From this it’s actually very important – what are the downstream consequences of these hundreds of tandem duplications? We studied that; fascinating is that that probably is the systems induction of a cancer. No single TDP tumour looks alike because these tandem duplicons aren’t in exactly the same places. But what we found is that there is a tendency for these tandem duplications to augment the expression of oncogenes and kill the expression of tumour suppressors but not one, multiple ones.

The challenge with that is that some of the oncogenes and tumour suppressors that they augment and otherwise would not be detected by classical diagnostic approaches.
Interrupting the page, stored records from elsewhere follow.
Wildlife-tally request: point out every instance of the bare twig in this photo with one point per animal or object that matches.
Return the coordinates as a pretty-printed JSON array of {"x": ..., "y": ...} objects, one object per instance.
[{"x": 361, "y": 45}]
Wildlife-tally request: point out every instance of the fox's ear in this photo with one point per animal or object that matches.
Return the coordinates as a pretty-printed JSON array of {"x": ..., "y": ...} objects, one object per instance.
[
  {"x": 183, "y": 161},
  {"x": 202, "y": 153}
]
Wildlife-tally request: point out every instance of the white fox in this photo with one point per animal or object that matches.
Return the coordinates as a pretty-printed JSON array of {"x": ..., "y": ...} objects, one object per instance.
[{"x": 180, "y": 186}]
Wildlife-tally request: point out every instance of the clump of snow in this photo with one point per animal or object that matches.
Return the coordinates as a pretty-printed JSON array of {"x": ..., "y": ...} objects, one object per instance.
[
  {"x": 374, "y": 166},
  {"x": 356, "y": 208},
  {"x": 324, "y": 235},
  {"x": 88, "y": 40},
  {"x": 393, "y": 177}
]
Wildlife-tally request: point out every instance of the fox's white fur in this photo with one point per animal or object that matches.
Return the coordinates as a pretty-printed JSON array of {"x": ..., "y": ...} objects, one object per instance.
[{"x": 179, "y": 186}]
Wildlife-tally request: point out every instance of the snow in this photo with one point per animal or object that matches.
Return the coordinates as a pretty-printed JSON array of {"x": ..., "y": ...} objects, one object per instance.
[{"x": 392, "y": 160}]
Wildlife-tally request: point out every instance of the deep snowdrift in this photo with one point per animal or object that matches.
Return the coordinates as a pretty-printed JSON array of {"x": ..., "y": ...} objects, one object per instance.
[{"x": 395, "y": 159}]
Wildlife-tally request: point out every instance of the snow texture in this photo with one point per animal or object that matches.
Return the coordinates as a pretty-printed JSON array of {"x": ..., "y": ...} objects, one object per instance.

Let me tell you why. Normally you look for HER2 amplification. The tools we use actually screen for amplifications at the five- and six-fold, that’s the threshold. We’re talking about a single tandem duplication. There’s increasing data to suggest that in the absence of amplification that there are HER2-like triple negative breast cancers that may be responsive to lapatinib. Now we need to test this but this could be exactly the reason why some individuals respond in the triple negatives.

The other aspect of it is that, for example, p10 is mutated and Rb is mutated but these mutations are not scored by exome sequencing because they are not point mutations, they are actually tandem duplications that interrupt the appropriate transcripts. So what this tells us is that if we’re going to look at triple negative breast cancers we’re probably going to need to have a different set of tools to address the mutational profile because they are not point mutations, they are actually structural mutations which are more difficult to discern using the standard approaches that we have at this time.

Any other key points to mention?

One of the key issues here is an issue of how you look at the data. The unique aspect of this is that we’re not looking at individual genes that are mutated, we’re actually looking at a chromosomal configuration. That just is an indication of the complexities that we will have to grapple with when we analyse cancer genomes.